Per conseguire l’arduo obiettivo della pacificazione e sostenere il popolo libico nella ricostruzione politica ed economica del Paese, a prescindere dal tipo di governo – monarchico o repubblicano – si ritiene necessario proseguire sulla strada della mediazione, tramite:
- invito, a tutti gli attori internazionali, a congelare temporaneamente i loro rispettivi interessi, cessando di sostenere e di alimentare con armi e denaro le varie fazioni che sponsorizzano;
- rimozione di veti per interessi incrociati di potenze estere, ivi comprese quelle europee che, nonostante il regime dispotico di Gheddafi, hanno continuato a gravare sull’area sotto forma di protettorato latente. La “deriva” attuale è anche conseguenza della loro miopia strategico-politica e della loro insaziabilità – per anni si sono contese il dominio coloniale dell’area mediterranea – perché colpite anch’esse dalla crisi finanziaria del 2009, con il tentativo di sottrarre all’Italia risorse preziose per la sua economia cercando di targare “TOTAL” e “BP” le royalties detenute da ENI;
- ricerca ed acquisizione del consenso della popolazione – nessun compromesso può reggere qualora se ne calpestino le aspirazioni – al fine di convogliare opportunamente il malcontento per replicare alle sfide, che il popolo stesso sta affrontando, che determineranno il successo o il fallimento della transizione verso la democrazia;
- avvio del processo di riconciliazione nazionale, a premessa del dialogo per la riconciliazione politica, aggregando un’ampia coalizione delle varie forze politiche, per stimolare l’opinione pubblica a sostenere la pacifica risoluzione dei conflitti, la definizione di strutture formali dello Stato ed il rispetto dei diritti civili e umani fondamentali;
- recupero, nel più breve tempo possibile, della legittimità persa dando concreta attuazione a progetti esecutivi nei settori della sicurezza, della salute, dell’istruzione, delle infrastrutture e delle riforme politiche;
- sostegno, nei confronti delle associazioni e confraternite islamiche, degli elementi di conciliazione e pacifica convivenza ribaditi, al ritorno dal viaggio in Turchia, da Papa Francesco che rivolto ai leader politici e religiosi islamici ha – tra l’altro – detto: “Condannate chiaramente il terrorismo, l’Islam è un’altra cosa”. “Il Corano è un libro profetico di pace”, in modo che la politica torni a prevalere sulle milizie armate che al momento controllano la base sociale del Paese.

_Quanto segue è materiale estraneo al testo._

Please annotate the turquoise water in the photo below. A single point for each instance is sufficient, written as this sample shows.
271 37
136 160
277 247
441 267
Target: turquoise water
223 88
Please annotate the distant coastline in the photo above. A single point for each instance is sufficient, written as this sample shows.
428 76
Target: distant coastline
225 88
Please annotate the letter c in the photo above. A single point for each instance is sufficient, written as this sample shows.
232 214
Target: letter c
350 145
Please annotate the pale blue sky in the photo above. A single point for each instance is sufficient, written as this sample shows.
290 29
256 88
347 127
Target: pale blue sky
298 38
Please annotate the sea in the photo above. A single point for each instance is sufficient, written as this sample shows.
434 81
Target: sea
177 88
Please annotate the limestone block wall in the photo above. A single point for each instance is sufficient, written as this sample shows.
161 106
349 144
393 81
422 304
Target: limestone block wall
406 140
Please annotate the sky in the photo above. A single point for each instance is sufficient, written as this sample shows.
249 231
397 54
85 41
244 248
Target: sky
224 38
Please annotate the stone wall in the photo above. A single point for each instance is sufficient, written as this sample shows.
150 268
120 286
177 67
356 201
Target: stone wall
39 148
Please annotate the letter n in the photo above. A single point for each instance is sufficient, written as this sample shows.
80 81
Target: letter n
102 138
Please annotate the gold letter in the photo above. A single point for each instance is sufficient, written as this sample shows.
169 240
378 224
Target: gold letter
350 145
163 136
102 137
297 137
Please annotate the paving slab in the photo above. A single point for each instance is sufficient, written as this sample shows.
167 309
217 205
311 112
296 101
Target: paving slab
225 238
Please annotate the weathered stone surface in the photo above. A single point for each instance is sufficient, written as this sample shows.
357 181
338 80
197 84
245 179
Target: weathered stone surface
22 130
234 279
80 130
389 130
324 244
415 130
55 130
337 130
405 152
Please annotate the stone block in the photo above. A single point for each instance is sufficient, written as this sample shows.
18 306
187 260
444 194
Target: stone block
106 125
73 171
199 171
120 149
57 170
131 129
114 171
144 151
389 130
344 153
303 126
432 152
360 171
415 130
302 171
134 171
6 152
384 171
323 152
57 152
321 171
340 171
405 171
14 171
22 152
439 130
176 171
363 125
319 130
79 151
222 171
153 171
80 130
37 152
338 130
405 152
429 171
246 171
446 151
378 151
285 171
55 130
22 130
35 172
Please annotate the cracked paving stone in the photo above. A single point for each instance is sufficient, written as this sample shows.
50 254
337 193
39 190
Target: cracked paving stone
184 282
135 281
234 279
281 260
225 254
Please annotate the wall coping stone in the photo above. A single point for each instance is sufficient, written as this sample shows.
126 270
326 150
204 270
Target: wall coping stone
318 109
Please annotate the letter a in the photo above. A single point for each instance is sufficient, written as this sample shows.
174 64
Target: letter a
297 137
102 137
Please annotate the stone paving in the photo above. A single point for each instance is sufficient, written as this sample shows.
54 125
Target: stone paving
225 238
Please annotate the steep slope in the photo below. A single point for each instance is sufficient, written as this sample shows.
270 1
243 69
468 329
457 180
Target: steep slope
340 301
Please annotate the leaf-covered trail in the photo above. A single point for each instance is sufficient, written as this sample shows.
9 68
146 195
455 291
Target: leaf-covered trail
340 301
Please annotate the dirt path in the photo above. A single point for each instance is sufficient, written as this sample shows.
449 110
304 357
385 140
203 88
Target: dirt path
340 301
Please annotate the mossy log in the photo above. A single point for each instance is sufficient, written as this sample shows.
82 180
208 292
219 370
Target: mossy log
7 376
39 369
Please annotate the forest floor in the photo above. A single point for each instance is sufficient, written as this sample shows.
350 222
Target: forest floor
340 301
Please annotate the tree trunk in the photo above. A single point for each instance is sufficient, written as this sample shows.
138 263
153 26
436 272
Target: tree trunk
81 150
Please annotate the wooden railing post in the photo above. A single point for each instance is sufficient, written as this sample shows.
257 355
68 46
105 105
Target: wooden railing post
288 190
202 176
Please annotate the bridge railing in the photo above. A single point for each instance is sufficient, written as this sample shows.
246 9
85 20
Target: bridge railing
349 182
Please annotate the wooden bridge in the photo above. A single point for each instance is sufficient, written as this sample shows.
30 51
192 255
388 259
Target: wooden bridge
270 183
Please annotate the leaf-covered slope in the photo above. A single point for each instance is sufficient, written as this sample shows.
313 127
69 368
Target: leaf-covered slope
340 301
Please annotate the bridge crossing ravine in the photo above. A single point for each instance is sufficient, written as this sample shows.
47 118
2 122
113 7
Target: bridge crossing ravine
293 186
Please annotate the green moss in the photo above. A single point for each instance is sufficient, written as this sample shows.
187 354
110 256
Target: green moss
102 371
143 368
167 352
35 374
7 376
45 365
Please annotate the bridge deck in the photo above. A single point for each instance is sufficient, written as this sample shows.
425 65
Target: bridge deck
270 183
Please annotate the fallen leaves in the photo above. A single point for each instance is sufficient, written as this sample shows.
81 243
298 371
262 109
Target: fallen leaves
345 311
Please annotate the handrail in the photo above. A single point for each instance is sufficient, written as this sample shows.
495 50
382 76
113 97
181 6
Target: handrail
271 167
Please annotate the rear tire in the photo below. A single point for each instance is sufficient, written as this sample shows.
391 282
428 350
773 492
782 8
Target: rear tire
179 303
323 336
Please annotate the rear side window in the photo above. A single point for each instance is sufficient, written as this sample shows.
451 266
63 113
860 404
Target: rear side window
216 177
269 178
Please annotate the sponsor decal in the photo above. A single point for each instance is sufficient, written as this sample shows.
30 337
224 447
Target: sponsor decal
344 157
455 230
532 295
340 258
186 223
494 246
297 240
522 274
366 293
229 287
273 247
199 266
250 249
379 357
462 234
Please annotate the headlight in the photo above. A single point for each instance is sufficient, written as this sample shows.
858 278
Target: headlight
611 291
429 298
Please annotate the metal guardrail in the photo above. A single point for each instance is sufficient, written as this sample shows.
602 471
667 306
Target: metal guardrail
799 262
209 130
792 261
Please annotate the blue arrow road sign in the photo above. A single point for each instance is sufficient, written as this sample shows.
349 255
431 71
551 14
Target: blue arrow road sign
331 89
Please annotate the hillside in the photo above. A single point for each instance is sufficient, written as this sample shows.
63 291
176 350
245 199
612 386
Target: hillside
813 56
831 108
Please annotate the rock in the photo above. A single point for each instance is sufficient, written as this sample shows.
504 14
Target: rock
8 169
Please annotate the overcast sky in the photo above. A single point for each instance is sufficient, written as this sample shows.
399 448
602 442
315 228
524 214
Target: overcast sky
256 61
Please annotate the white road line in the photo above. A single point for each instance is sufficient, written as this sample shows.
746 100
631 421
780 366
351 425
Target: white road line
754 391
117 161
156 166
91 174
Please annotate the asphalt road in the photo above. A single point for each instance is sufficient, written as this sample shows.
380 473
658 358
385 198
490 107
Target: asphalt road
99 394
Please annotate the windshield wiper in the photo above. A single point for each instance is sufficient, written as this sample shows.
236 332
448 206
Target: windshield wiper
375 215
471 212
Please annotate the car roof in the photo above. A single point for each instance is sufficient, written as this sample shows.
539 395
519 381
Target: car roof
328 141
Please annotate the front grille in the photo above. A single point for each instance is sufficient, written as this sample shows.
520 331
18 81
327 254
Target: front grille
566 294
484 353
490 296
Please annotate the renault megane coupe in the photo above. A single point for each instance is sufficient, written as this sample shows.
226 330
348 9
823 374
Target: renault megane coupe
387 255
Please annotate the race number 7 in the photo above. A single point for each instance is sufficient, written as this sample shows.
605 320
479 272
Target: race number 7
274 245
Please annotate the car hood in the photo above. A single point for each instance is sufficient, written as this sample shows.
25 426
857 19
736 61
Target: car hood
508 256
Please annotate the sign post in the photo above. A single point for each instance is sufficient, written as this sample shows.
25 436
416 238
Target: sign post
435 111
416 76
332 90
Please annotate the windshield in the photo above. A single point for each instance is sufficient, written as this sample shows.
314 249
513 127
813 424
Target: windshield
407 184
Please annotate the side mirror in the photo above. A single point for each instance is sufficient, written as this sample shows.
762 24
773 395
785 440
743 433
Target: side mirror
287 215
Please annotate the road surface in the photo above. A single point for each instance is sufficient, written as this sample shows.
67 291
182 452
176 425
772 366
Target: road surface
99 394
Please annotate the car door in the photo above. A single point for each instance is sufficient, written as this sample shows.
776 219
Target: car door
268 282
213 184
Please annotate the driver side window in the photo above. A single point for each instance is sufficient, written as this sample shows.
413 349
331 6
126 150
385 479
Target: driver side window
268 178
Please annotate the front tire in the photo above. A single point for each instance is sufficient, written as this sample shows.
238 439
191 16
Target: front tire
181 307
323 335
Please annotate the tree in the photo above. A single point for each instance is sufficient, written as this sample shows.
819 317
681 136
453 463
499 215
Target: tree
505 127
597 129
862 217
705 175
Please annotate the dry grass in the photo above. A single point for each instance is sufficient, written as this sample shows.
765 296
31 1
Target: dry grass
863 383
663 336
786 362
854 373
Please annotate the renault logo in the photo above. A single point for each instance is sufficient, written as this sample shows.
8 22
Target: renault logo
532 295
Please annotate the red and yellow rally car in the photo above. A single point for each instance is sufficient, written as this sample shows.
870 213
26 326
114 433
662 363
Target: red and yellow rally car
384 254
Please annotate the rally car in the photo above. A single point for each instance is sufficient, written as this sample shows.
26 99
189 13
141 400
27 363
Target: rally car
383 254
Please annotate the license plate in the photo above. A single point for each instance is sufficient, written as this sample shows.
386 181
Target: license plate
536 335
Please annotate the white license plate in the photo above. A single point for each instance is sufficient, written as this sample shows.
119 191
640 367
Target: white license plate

In definitiva, uno dei principali sbocchi sul Mediterraneo non può essere etichettato come il classico Stato fallito e lasciato al miglior offerente: dalla Libia dipendono la stabilità regionale e la sicurezza del bacino mediterraneo – l’area geopolitica, a livello globale, più importante ed allo stesso tempo più difficile – entrambe fondamentali per il futuro assetto dell’Europa.